Slight from The Times prompts early exit by Guild negotiators
09/27/2012
Well, that was short and sweet.
Two days after Times management said it wanted to “jump-start” negotiations, its team arrived at the table on Thursday morning and changed not a detail of its insulting wage proposal, offered not a dime more toward our pension and raised by just a few hairs its offer on health care.
| NEGOTIATIONS UPDATE |
As a result, the Guild negotiating team walked away from the session. We will return for the scheduled meeting next Wednesday at the Guild, which members are welcome to observe.
Bernie Plum, the Proskauer attorney who has represented Times management for nearly two decades, was careful to couch his latest non-offer in, well, petty terms. The New York Times offer today, he noted, is “proportional to the disappointing” offer the Guild made last time.
Thanks for that, Bernie.
Management negotiators raised the additional contribution they would make to our health care fund to $600,000 in 2014 and to $700,000 in 2015 from the $500,000 they proposed on Sept. 21. This is some slight, stumbling progress, but would leave the company’s contribution far behind that of most private employers its size. More to the point, that level of contribution would soon blow a hole in the hull of the jointly run fund that covers our medical claims.
A couple of points are worth reiterating: The Guild has made every move worth talking about in these negotiations. We did our research and took the painful step of offering a new pension plan that, while still good, represents a reduction from the current level of benefits.

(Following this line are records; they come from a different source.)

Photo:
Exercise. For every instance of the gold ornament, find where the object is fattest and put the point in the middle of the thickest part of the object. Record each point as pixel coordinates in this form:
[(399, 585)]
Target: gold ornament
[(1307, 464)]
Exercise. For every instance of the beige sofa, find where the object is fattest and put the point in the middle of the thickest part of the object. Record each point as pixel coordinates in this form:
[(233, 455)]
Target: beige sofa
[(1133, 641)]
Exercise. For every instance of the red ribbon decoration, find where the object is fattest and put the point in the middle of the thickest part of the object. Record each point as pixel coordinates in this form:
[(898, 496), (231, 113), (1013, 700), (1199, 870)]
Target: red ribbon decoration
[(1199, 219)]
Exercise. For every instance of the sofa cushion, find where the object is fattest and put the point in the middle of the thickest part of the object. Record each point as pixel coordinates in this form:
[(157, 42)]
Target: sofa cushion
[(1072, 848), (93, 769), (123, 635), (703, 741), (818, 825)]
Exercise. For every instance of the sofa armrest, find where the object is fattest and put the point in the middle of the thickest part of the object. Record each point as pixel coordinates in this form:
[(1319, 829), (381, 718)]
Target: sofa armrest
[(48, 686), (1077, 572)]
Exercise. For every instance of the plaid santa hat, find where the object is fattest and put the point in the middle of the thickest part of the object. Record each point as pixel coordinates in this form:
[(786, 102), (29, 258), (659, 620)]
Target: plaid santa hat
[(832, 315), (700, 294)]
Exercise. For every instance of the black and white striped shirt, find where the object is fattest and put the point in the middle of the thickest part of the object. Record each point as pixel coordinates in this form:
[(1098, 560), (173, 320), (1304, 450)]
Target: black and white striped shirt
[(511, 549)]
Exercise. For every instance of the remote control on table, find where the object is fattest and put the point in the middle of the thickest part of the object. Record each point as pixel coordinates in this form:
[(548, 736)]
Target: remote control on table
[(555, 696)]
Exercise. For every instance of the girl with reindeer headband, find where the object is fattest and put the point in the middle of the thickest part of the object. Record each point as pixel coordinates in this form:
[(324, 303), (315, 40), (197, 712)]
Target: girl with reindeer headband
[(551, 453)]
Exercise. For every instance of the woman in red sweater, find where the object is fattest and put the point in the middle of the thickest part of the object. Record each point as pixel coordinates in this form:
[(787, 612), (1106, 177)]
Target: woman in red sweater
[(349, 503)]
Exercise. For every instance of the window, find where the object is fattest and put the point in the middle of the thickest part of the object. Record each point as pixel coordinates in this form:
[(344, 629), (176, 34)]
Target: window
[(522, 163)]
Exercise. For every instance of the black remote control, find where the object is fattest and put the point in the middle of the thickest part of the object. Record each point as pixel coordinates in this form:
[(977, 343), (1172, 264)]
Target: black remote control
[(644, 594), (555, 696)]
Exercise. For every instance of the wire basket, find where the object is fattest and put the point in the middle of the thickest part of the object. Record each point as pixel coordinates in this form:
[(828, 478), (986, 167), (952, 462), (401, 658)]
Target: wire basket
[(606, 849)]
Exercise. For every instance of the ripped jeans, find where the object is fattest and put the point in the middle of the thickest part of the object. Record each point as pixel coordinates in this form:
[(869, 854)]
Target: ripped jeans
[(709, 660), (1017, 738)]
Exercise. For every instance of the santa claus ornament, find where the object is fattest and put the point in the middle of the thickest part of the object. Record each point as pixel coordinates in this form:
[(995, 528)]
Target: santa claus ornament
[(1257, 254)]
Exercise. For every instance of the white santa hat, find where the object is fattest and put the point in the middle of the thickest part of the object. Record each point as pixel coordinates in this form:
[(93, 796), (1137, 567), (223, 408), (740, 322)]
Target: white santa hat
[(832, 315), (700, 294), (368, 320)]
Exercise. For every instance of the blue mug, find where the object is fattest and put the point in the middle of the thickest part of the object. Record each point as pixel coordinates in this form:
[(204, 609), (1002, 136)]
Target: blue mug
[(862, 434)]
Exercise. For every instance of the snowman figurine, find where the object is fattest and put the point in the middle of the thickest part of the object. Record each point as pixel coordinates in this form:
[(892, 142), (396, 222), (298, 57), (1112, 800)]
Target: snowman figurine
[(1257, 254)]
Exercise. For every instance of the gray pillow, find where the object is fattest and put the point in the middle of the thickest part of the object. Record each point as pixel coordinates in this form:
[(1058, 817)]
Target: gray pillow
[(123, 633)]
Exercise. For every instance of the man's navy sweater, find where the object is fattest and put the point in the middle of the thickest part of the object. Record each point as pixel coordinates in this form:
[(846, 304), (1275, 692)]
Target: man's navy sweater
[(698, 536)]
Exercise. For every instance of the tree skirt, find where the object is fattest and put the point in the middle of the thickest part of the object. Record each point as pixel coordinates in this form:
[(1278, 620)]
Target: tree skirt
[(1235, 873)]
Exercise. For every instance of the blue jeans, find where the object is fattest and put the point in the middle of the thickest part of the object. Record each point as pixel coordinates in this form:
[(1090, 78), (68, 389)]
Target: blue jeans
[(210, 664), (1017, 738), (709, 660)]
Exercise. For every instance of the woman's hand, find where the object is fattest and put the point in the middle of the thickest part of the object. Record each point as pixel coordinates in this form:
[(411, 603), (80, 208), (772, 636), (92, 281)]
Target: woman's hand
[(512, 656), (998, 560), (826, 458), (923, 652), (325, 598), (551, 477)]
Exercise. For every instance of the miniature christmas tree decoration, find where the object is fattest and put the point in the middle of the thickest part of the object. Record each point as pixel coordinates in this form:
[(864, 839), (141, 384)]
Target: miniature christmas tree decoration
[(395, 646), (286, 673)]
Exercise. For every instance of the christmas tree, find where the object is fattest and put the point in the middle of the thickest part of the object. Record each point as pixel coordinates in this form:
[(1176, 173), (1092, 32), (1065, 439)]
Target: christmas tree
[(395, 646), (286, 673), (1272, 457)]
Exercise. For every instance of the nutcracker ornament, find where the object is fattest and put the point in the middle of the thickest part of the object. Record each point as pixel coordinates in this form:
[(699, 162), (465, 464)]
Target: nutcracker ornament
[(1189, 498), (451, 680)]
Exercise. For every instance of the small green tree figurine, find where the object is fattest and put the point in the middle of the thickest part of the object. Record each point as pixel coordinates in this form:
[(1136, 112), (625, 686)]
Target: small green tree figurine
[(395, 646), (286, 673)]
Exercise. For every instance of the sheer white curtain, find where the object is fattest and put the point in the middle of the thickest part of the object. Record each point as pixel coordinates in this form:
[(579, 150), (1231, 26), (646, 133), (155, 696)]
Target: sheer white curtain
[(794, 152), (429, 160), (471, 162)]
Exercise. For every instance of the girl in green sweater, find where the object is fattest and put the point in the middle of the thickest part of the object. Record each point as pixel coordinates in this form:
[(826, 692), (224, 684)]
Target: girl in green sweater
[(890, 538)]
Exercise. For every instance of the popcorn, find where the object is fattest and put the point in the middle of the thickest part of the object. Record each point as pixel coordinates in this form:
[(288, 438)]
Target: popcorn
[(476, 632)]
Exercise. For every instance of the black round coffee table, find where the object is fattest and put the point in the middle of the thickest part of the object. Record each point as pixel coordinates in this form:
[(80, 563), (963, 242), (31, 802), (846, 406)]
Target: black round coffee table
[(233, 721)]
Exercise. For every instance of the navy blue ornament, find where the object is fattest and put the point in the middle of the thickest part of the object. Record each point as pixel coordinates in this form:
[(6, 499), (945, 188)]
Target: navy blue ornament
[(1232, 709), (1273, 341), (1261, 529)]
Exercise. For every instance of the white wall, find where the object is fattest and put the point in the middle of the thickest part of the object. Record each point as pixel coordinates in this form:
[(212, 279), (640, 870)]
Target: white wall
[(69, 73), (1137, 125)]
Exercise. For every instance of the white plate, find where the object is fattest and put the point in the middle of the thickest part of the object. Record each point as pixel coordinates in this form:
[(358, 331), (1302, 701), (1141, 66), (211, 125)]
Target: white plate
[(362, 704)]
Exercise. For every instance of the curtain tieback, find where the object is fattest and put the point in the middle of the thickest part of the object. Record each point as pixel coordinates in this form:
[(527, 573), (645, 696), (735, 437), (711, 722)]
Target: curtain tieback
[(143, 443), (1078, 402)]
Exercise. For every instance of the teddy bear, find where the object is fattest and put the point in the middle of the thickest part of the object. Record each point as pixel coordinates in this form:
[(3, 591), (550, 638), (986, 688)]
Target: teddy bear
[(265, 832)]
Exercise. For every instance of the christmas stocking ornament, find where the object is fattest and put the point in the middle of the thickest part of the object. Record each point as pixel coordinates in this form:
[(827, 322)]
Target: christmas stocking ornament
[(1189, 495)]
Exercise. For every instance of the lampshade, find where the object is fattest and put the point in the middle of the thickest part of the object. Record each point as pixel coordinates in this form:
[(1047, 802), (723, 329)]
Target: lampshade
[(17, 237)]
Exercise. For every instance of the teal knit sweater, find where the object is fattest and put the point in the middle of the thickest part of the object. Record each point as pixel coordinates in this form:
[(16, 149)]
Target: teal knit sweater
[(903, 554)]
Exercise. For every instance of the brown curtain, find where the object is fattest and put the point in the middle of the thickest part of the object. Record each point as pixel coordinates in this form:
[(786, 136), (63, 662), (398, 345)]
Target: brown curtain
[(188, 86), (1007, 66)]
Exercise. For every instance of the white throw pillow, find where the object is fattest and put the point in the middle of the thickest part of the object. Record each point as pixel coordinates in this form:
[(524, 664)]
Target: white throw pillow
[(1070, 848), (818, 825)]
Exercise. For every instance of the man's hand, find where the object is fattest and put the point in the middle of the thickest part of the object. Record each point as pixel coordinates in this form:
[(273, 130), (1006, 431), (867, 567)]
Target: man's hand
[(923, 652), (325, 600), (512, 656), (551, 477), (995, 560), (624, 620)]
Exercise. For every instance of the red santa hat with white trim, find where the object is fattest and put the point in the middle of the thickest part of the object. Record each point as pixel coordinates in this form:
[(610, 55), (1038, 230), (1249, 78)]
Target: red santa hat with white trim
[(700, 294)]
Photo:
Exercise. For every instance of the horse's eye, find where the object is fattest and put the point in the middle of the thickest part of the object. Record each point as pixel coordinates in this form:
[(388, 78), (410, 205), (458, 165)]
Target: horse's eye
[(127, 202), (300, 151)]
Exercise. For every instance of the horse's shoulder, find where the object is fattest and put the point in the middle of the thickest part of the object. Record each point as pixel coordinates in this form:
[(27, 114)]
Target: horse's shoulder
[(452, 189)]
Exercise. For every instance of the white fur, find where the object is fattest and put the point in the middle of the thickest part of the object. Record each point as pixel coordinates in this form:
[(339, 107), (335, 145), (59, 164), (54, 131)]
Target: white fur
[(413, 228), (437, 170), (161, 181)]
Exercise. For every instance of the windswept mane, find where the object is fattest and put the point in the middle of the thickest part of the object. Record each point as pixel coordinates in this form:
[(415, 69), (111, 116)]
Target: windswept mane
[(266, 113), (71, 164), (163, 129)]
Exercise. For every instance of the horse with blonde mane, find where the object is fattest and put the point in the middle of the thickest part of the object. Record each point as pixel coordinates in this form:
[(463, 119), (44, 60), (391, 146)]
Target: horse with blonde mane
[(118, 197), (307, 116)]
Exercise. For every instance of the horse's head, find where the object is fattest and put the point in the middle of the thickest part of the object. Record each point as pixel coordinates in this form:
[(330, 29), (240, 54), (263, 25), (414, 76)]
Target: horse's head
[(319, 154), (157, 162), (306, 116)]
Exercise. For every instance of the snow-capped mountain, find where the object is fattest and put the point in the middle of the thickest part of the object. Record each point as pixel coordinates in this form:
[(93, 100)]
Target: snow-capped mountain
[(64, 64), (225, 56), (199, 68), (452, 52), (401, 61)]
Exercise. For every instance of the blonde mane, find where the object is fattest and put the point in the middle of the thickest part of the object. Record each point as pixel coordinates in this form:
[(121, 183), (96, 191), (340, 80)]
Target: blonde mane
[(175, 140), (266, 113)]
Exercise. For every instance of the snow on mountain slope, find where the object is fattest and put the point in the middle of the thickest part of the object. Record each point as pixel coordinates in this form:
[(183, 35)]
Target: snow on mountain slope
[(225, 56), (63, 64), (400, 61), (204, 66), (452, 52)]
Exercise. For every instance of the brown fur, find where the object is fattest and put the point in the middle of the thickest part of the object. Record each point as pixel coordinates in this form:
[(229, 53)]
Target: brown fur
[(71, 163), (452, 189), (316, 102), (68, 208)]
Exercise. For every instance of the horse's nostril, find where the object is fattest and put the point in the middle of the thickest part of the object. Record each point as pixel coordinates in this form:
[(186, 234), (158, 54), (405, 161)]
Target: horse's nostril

We recently took the additional painful step of offering to shear $500,000 a year off of what The Times now contributes to the plan to meet its ongoing obligations. And we lowered our wage demand for 2011 to 3.5 percent from 4 percent. (Management’s wage offer for 2011? Zero).
We embraced from Day One management’s proclaimed desire to achieve a single contract for newsroom and digital employees, and we’ve made sacrifices to achieve that goal.
As New York Guild President Bill O’Meara noted, there’s no point in negotiating against ourselves. If the Times ownership relishes its world class newspaper, it needs to treat its world-class employees, from journalists to photographers to paginators to copy editors to sales reps to security guards to web and video wizards, with respect.
We are very much ready to negotiate intensively. We understand that such a process will entail difficult give and take. But we will not negotiate against ourselves.